HunterLab Vista Products
August 28th, 2018

The Power of Visual Brand Language for Commercial and Consumer Products

When you glance at a product and sense its brand, without seeing a name, the manufacturer has probably invested in a Visual Brand Language (VBL). VBL is a framework for product design built on the foundation of the brand and used to create a cohesive look and feel across product lines. In previous blogs we’ve described how to build a successful VBL. In this blog I’ll cover why you should make the investment—illustrating the key benefits for manufacturers.

Product design communicates messages. Consumers read shape, color, texture, and materials of a product to decide the quality of the item, the meaning of the brand, and the character of the company. This can happen in an instant and have lasting impact. That’s why smart companies establish and adhere to a defined visual system. It includes the product form and features that communicate appropriate messages in a meaningful way. A strategic VBL is crucial for manufacturers of both commercial equipment and consumer products as their brands compete for share-of-mind and share-of-heart.

The VBL provides structure, standards, and inspiration to design teams and design processes. It is a “language” in the sense that its elements are composed through a set of standards to “communicate” appropriate messages to the people who buy, sell, and use the products. The foundation of the VBL is the company’s brand—specifically the brand pillars, core brand values, and brand personality. The “kit of parts” that makes up a VBL includes signature design elements and overarching design principles. See more about how to create a VBL here.

What Exactly Can a Well-Crafted VBL do?

Build Recognition

A VBL can be the subtle thread of continuity that ties disparate products together and builds brand recognition. And with recognition comes power.

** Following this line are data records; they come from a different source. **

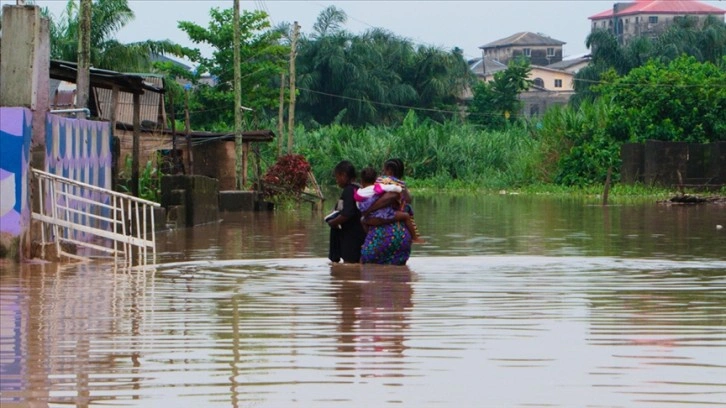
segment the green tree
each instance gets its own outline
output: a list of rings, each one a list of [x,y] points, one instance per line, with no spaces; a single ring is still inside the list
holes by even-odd
[[[522,110],[519,94],[532,83],[527,79],[530,71],[529,61],[517,59],[506,70],[495,73],[492,81],[479,82],[469,105],[469,120],[490,129],[515,123]]]
[[[185,56],[186,48],[169,40],[121,43],[116,33],[134,19],[127,0],[95,0],[91,22],[91,64],[96,68],[121,72],[142,72],[152,69],[154,55]],[[58,19],[51,18],[51,58],[77,61],[79,5],[69,0]],[[48,15],[48,11],[44,11]]]
[[[345,13],[329,7],[300,41],[299,117],[312,124],[400,123],[410,107],[441,119],[455,110],[470,78],[460,50],[415,47],[382,30],[342,29]]]
[[[699,62],[721,65],[726,55],[726,23],[713,16],[702,22],[684,17],[655,39],[635,37],[626,45],[618,44],[612,33],[596,30],[588,35],[586,45],[592,50],[592,62],[575,75],[576,94],[571,99],[575,106],[594,100],[598,96],[595,86],[609,72],[626,75],[651,59],[668,63],[689,55]]]
[[[196,44],[214,48],[207,58],[195,52],[190,59],[198,64],[197,73],[208,73],[213,85],[198,85],[192,95],[191,116],[194,127],[229,130],[234,124],[234,49],[232,9],[210,10],[207,28],[180,21],[179,28]],[[270,29],[267,14],[244,11],[240,16],[240,55],[242,105],[256,116],[264,115],[278,104],[279,76],[286,66],[290,48],[281,43],[280,30]]]
[[[726,140],[726,70],[711,62],[651,60],[598,91],[615,105],[621,140]]]

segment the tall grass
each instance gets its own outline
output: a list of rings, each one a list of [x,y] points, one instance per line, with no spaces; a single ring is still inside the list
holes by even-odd
[[[541,181],[539,141],[526,130],[490,132],[456,121],[419,121],[412,113],[399,127],[298,128],[295,152],[308,159],[323,184],[332,182],[331,171],[341,160],[358,169],[380,169],[391,157],[404,161],[406,177],[439,187],[456,182],[503,188]]]

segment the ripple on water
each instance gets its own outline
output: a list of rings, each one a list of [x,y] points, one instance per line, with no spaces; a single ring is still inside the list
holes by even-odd
[[[726,400],[726,382],[714,381],[726,378],[725,291],[726,262],[714,260],[37,267],[3,276],[0,286],[0,400],[718,404]]]

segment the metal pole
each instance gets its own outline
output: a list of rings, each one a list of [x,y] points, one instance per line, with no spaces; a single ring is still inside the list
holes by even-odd
[[[234,147],[237,190],[242,190],[246,180],[246,162],[243,163],[242,147],[242,69],[240,67],[239,0],[234,0]]]
[[[91,88],[91,0],[81,0],[76,75],[76,106],[87,108],[88,92]],[[85,112],[81,112],[79,118],[86,119]]]
[[[131,147],[131,195],[139,196],[139,139],[141,137],[141,95],[134,94],[134,136]]]
[[[290,107],[287,118],[287,154],[292,154],[292,136],[295,132],[295,57],[297,56],[297,36],[300,26],[295,22],[290,45]]]

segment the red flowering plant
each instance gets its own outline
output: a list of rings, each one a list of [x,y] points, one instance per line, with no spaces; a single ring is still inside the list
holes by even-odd
[[[277,194],[299,196],[308,184],[310,163],[299,154],[280,156],[262,177],[262,190],[271,197]]]

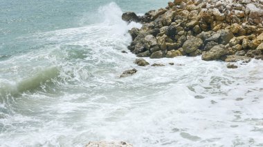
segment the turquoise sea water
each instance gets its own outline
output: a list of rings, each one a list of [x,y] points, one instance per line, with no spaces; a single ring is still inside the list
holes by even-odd
[[[133,63],[122,13],[167,2],[0,0],[0,146],[262,146],[262,61]]]

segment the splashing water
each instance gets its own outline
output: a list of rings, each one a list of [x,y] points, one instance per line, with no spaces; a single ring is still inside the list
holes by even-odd
[[[141,25],[122,13],[111,3],[99,8],[101,23],[24,37],[41,46],[0,61],[1,146],[263,146],[262,61],[233,70],[181,57],[137,67],[121,50]],[[136,75],[118,78],[132,68]]]

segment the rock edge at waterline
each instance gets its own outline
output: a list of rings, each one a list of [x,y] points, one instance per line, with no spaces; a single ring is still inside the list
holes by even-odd
[[[128,48],[139,57],[263,59],[261,0],[174,0],[144,16],[125,12],[123,19],[143,24],[129,31],[133,41]]]

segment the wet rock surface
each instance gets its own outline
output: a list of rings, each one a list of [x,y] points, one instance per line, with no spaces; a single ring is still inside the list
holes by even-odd
[[[140,57],[202,55],[206,61],[263,59],[262,1],[175,0],[165,8],[123,19],[143,24],[129,31],[128,48]],[[231,56],[236,55],[236,56]]]
[[[143,59],[136,59],[134,61],[134,63],[137,64],[139,66],[146,66],[149,64],[147,61],[146,61]]]

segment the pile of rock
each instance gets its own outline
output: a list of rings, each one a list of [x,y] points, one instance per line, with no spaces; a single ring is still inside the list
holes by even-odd
[[[125,141],[90,141],[87,147],[133,147],[131,144]]]
[[[143,24],[129,31],[128,48],[140,57],[263,59],[263,0],[174,0],[142,17],[124,13],[123,19]]]

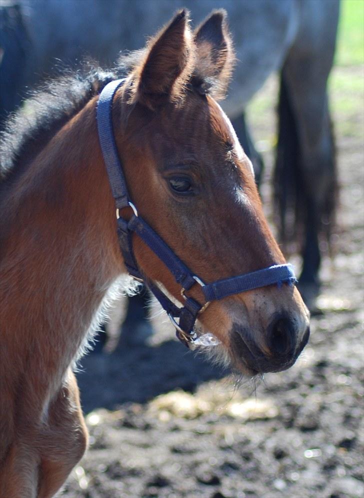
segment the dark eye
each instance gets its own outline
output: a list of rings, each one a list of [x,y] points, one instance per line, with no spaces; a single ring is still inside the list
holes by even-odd
[[[178,194],[186,194],[192,192],[192,182],[188,178],[174,176],[170,178],[168,182],[172,190]]]

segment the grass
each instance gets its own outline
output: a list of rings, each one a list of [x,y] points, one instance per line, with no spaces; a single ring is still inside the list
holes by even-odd
[[[256,139],[256,144],[262,152],[271,149],[276,143],[273,122],[278,86],[276,76],[271,76],[248,108],[248,121]],[[337,134],[362,137],[364,0],[342,0],[336,51],[328,88]]]
[[[346,66],[363,63],[364,0],[342,0],[335,64]]]

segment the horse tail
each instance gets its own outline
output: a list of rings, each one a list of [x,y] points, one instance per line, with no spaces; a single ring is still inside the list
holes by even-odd
[[[312,184],[314,179],[310,177],[310,172],[301,162],[298,123],[283,72],[280,74],[278,112],[274,196],[280,242],[286,250],[300,250],[304,243],[308,225],[313,224],[318,236],[324,238],[330,250],[338,192],[332,122],[330,121],[330,151],[325,161],[327,163],[325,186],[315,186]],[[324,167],[323,164],[320,166]],[[318,190],[318,187],[322,188],[320,195],[314,193]]]

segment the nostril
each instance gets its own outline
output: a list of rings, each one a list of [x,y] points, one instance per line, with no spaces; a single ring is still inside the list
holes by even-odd
[[[270,328],[268,343],[272,353],[284,354],[290,351],[294,346],[294,330],[290,320],[287,318],[276,320]]]

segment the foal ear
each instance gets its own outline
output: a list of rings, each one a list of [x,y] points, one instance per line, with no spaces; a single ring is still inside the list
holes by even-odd
[[[214,10],[194,32],[196,62],[194,84],[215,98],[225,96],[235,62],[226,10]]]
[[[194,64],[189,12],[178,12],[152,38],[142,62],[135,68],[134,100],[152,109],[182,94]]]

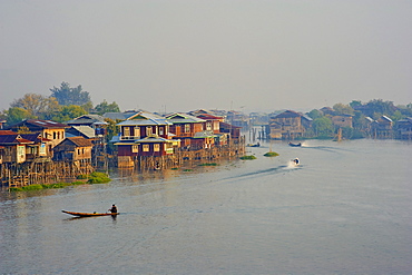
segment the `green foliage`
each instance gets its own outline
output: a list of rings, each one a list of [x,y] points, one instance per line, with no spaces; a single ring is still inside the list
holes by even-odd
[[[268,151],[266,153],[265,155],[263,155],[264,157],[277,157],[279,154],[277,154],[276,151]]]
[[[7,124],[9,126],[18,124],[24,119],[32,118],[32,116],[26,109],[19,107],[10,107],[4,111],[7,116]]]
[[[52,117],[52,120],[58,122],[65,122],[70,119],[86,115],[87,111],[77,105],[62,106],[61,111]]]
[[[255,157],[255,156],[253,156],[253,155],[248,155],[248,156],[243,156],[243,157],[241,157],[241,159],[242,159],[242,160],[252,160],[252,159],[256,159],[256,157]]]
[[[73,183],[56,183],[56,184],[48,184],[48,185],[28,185],[23,187],[10,187],[10,191],[29,191],[29,190],[41,190],[41,189],[57,189],[57,188],[65,188],[72,185],[84,185],[84,181],[73,181]]]
[[[29,115],[26,118],[39,119],[49,119],[52,114],[59,110],[59,104],[55,98],[38,94],[26,94],[22,98],[14,99],[10,107],[18,107],[28,111]]]
[[[95,107],[95,111],[99,115],[102,115],[105,112],[119,112],[120,108],[115,101],[108,104],[105,99],[101,104]]]
[[[61,82],[60,87],[50,89],[51,97],[55,97],[60,105],[86,105],[90,100],[88,91],[84,91],[81,85],[71,88],[68,82]]]

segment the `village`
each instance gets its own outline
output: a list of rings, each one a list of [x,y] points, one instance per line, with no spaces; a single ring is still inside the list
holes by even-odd
[[[76,179],[109,167],[145,173],[187,161],[239,158],[246,146],[258,146],[251,143],[259,139],[412,138],[411,117],[394,125],[386,115],[373,119],[330,107],[316,111],[322,116],[294,110],[267,116],[199,109],[164,115],[146,110],[88,114],[65,122],[24,119],[7,127],[2,120],[0,184],[21,187]],[[330,125],[321,127],[318,121],[325,118]]]

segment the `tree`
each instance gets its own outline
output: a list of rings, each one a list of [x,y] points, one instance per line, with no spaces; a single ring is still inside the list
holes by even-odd
[[[4,111],[4,114],[7,116],[7,124],[9,126],[18,124],[24,119],[32,118],[28,110],[19,107],[10,107]]]
[[[50,89],[51,97],[55,97],[60,105],[85,105],[90,101],[88,91],[84,91],[81,85],[71,88],[68,82],[62,82],[60,88]]]
[[[357,106],[362,106],[361,100],[352,100],[352,102],[349,104],[353,109]]]
[[[320,117],[312,122],[313,130],[317,137],[326,138],[333,135],[333,124],[327,117]]]
[[[40,119],[59,109],[55,98],[38,94],[26,94],[22,98],[14,99],[10,106],[24,109],[30,117]]]
[[[351,106],[344,104],[335,104],[333,109],[336,111],[336,115],[353,115],[354,110]]]
[[[80,117],[81,115],[86,115],[87,111],[77,105],[63,106],[61,111],[52,117],[52,120],[58,122],[65,122],[67,120]]]
[[[119,112],[120,108],[115,101],[108,104],[105,99],[101,104],[96,105],[95,111],[99,115],[102,115],[105,112]]]

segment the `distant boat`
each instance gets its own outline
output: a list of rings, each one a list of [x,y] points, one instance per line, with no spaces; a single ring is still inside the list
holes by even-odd
[[[298,144],[292,144],[291,141],[288,143],[288,145],[292,146],[292,147],[301,147],[302,146],[301,143],[298,143]]]
[[[292,163],[294,163],[295,165],[300,165],[301,160],[298,158],[294,158],[292,159]]]
[[[96,216],[117,216],[119,213],[81,213],[81,212],[66,212],[61,210],[62,213],[76,216],[76,217],[96,217]]]

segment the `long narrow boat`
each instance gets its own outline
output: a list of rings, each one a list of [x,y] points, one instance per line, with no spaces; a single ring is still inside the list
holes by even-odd
[[[62,213],[76,216],[76,217],[96,217],[96,216],[117,216],[120,213],[81,213],[81,212],[67,212],[61,210]]]
[[[302,146],[301,143],[298,143],[298,144],[292,144],[291,141],[288,143],[288,145],[292,146],[292,147],[301,147]]]

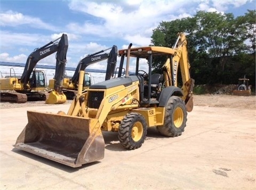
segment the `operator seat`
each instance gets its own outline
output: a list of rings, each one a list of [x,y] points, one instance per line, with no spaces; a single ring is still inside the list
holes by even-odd
[[[153,74],[151,76],[151,97],[156,98],[158,94],[161,91],[162,82],[163,79],[163,74]],[[147,84],[145,85],[144,92],[147,95],[148,86]]]

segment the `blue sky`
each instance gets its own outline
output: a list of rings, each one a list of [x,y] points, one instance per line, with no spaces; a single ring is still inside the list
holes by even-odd
[[[75,67],[86,55],[113,45],[118,49],[131,42],[148,46],[153,29],[162,21],[193,16],[200,10],[236,17],[255,4],[256,0],[0,0],[0,61],[25,63],[35,48],[65,33],[67,66]],[[88,68],[105,69],[106,63]],[[55,54],[38,62],[55,63]]]

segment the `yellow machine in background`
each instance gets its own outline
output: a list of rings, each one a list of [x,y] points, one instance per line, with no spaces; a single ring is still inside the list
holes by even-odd
[[[104,157],[102,131],[116,132],[120,143],[131,150],[141,146],[147,127],[156,127],[166,136],[178,136],[186,126],[187,111],[193,109],[194,81],[189,75],[187,41],[178,35],[172,48],[142,47],[119,50],[119,68],[126,58],[125,76],[119,69],[116,78],[91,85],[82,91],[81,71],[77,95],[67,113],[28,111],[28,123],[15,147],[73,167]],[[166,62],[163,73],[151,74],[157,56]],[[129,75],[130,59],[136,59],[136,70]],[[147,72],[140,70],[146,61]],[[183,85],[177,85],[180,71]]]
[[[110,52],[99,54],[111,49]],[[105,80],[109,80],[114,75],[114,72],[116,65],[116,58],[117,56],[117,47],[114,45],[111,48],[102,50],[92,54],[87,55],[85,57],[82,59],[77,64],[77,66],[71,77],[66,76],[62,81],[62,91],[66,95],[68,100],[73,100],[77,93],[78,81],[79,72],[80,71],[84,71],[89,65],[95,63],[108,59],[107,70],[106,72]],[[83,90],[87,89],[92,84],[92,76],[89,73],[85,73],[84,82],[83,83]],[[49,80],[49,88],[53,89],[55,77]]]
[[[58,42],[55,42],[60,39]],[[43,71],[36,70],[35,67],[41,59],[57,51],[56,67],[64,67],[65,69],[68,46],[67,40],[67,35],[63,34],[57,39],[35,49],[28,56],[20,77],[16,75],[13,70],[11,70],[10,76],[0,79],[1,101],[15,103],[25,103],[27,100],[47,101],[52,94],[50,93],[49,97],[49,93],[43,91],[47,87],[45,74]],[[60,84],[56,83],[55,85],[58,90],[55,93],[58,98],[55,98],[54,102],[59,103],[62,101],[63,96],[58,87]]]
[[[245,76],[243,79],[238,79],[237,89],[233,91],[233,95],[235,96],[251,96],[251,85],[249,85],[249,79],[246,79]]]

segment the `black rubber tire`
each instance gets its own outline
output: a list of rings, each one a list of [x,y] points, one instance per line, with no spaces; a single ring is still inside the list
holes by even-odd
[[[147,124],[140,114],[127,114],[119,127],[118,139],[126,149],[136,149],[142,145],[147,135]]]
[[[185,102],[180,97],[172,96],[165,107],[164,125],[157,126],[163,135],[178,136],[184,131],[187,122],[187,113]]]

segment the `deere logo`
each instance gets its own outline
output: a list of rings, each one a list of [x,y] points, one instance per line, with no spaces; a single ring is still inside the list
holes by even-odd
[[[108,100],[108,102],[112,102],[113,101],[116,100],[117,98],[118,98],[118,94],[116,94],[114,95],[113,97],[111,97],[109,98],[109,99]]]

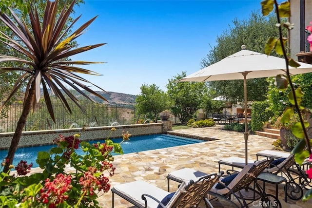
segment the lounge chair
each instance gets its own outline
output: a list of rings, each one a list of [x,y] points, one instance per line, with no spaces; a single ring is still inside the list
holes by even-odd
[[[247,203],[241,192],[242,190],[248,189],[255,193],[254,196],[259,196],[257,198],[254,197],[251,201],[254,201],[257,200],[259,201],[262,201],[263,203],[267,203],[266,204],[270,203],[274,203],[277,205],[277,207],[281,207],[280,202],[276,197],[267,194],[255,180],[264,169],[269,167],[270,163],[270,160],[264,160],[252,164],[248,164],[236,175],[234,174],[225,178],[220,178],[219,182],[214,186],[208,194],[218,198],[222,198],[231,203],[235,207],[248,207],[248,204],[252,202]],[[187,177],[188,175],[189,176],[192,172],[193,173],[196,172],[195,170],[192,169],[187,169],[185,170],[184,169],[185,169],[170,173],[167,178],[177,182],[184,181],[184,180],[187,180],[187,179],[184,178],[183,171],[186,173],[185,175]],[[178,174],[176,177],[175,173],[176,173]],[[195,176],[192,177],[195,177]],[[254,188],[250,186],[253,182],[254,182]],[[232,196],[237,200],[239,206],[231,199]]]
[[[184,181],[176,191],[173,193],[142,181],[115,186],[111,189],[112,208],[115,193],[141,208],[196,208],[203,200],[207,206],[210,206],[205,197],[219,177],[216,173],[212,173],[195,182],[193,180]]]
[[[311,186],[310,185],[311,180],[308,178],[301,167],[295,162],[292,154],[286,158],[277,158],[270,165],[269,168],[265,169],[264,171],[275,175],[280,173],[285,177],[287,179],[284,186],[285,193],[287,196],[293,200],[301,199],[303,195],[302,188]],[[299,184],[296,182],[295,179],[298,179]],[[285,198],[285,201],[287,200],[287,198]]]

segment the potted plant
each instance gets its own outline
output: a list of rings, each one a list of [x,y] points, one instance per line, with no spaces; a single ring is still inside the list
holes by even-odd
[[[166,121],[170,117],[170,112],[168,110],[163,111],[159,113],[159,117],[163,121]]]
[[[283,148],[286,151],[291,151],[299,141],[299,139],[292,134],[291,130],[292,125],[299,121],[299,117],[297,114],[294,114],[291,118],[290,122],[287,124],[283,124],[281,122],[281,116],[277,118],[273,126],[280,130],[279,133]]]

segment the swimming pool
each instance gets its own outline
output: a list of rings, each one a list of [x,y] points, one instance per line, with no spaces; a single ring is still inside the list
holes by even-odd
[[[113,139],[114,142],[119,143],[122,138]],[[104,142],[104,140],[91,141],[89,142],[96,143],[98,141]],[[121,144],[124,154],[136,152],[147,150],[156,150],[167,147],[175,147],[203,142],[205,141],[181,136],[173,136],[169,134],[154,134],[145,136],[132,136],[129,140],[125,141]],[[54,145],[46,145],[34,147],[28,147],[18,149],[13,161],[13,165],[16,166],[20,160],[27,161],[28,164],[33,163],[33,168],[39,167],[36,162],[37,154],[40,151],[48,151]],[[84,152],[81,148],[76,150],[78,154],[83,154]],[[7,150],[0,151],[0,161],[7,156]],[[117,154],[113,154],[117,155]]]

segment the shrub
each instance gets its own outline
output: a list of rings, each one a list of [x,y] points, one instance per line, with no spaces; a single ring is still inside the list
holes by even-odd
[[[115,130],[112,128],[111,132]],[[108,138],[103,143],[80,143],[79,135],[60,135],[55,140],[57,146],[39,152],[36,162],[41,172],[26,175],[33,164],[22,160],[15,167],[17,175],[10,174],[10,170],[0,171],[0,207],[101,207],[98,194],[110,190],[110,177],[116,169],[111,152],[122,154],[122,150],[120,143]],[[127,140],[131,134],[123,132],[122,136]],[[79,143],[83,155],[75,151]],[[7,160],[2,163],[2,167]],[[76,171],[65,172],[69,164]]]
[[[283,149],[283,144],[282,143],[282,141],[280,139],[278,139],[272,143],[272,145],[274,146],[274,149],[275,150],[279,150],[283,151],[284,149]]]
[[[215,122],[212,118],[200,120],[199,121],[196,121],[194,118],[192,118],[187,122],[187,125],[193,128],[211,127],[215,126]]]
[[[266,121],[273,116],[273,113],[269,109],[269,104],[266,101],[254,102],[252,112],[252,131],[255,132],[261,130]]]
[[[247,125],[248,129],[250,130],[251,129],[251,125],[250,123],[248,123]],[[245,124],[240,123],[231,123],[224,125],[223,130],[238,132],[245,132]]]

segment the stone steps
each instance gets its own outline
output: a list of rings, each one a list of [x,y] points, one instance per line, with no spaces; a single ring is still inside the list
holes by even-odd
[[[265,128],[263,128],[263,131],[255,132],[255,134],[274,139],[280,139],[279,129]]]

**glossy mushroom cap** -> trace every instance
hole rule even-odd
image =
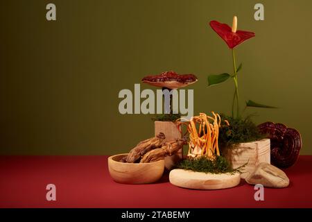
[[[270,139],[272,164],[288,168],[296,162],[302,146],[298,131],[282,123],[272,122],[263,123],[258,128]]]
[[[193,74],[178,74],[173,71],[165,71],[159,75],[148,76],[142,78],[143,83],[170,89],[184,87],[196,81],[197,78]]]

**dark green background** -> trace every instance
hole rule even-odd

In fact, nearly six out of 10 people say they prefer to buy new products from brands they recognize. Consumers in North America and Latin America value brand recognition more than consumers in any other region, naming it as the second-most important reason (after affordability) that consumers purchase a new product.**

Brand recognition creates consumer pull, and it gives your channel partners a stronger story and a better combination to sell. Car companies have long used the common thread of a VBL to capture consumer segments and build recognition in their brands. KitchenAid appliances are easy to spot across a kitchen counter—building recognition through their robust aesthetic, painted finishes, and stainless metal accents.

Spotlight Differentiation

Successful VBLs are distinctive, ownable, and valuable. They focus attention on the distinct features of your product. For HunterLab we designed unique signature elements like the diamond pattern, evocative of HunterLab’s diamond shaped logo, molded into the exterior of every product. Overarching design principles for HunterLab include the composition of radiuses and sweeps within the overall rectangular footprint, and contrast in colors and textures to highlight different functions. All elements were created to communicate the friendly ease-of-use distinctive to HunterLab’s brand.

Convey Brand Characteristics

The VBL leverages the brand to create positive user experiences while advancing key attributes (e.g., safety, innovation, quality). After all, your product is the most enduring advocate of your brand in the minds of your customer. When BOLTGROUP created the Kobalt brand for Lowe’s and then the VBL for the first family of Kobalt tools, we conducted consumer research to understand which attributes resonated with the target consumer as an early step. Key attributes included: Pro-Quality, Accessibility, and Setting New Standards. Product design features—including the metallic finish on the tools and the elastomeric texture of the grip—were carefully crafted to communicate these attributes.

Communicate Key Messages

Like a written language, a visual brand language can help tell the story of a product. Its voice and message connect with your consumer. It makes a promise—not through words, but through shape, composition, pattern, color, detail, and texture. The right message will speak to your customer, telling them about the character and quality of the product. In addition to core brand attributes, a VBL can communicate other important messages. For example, a cohesive family look communicates good planning and thoughtfulness.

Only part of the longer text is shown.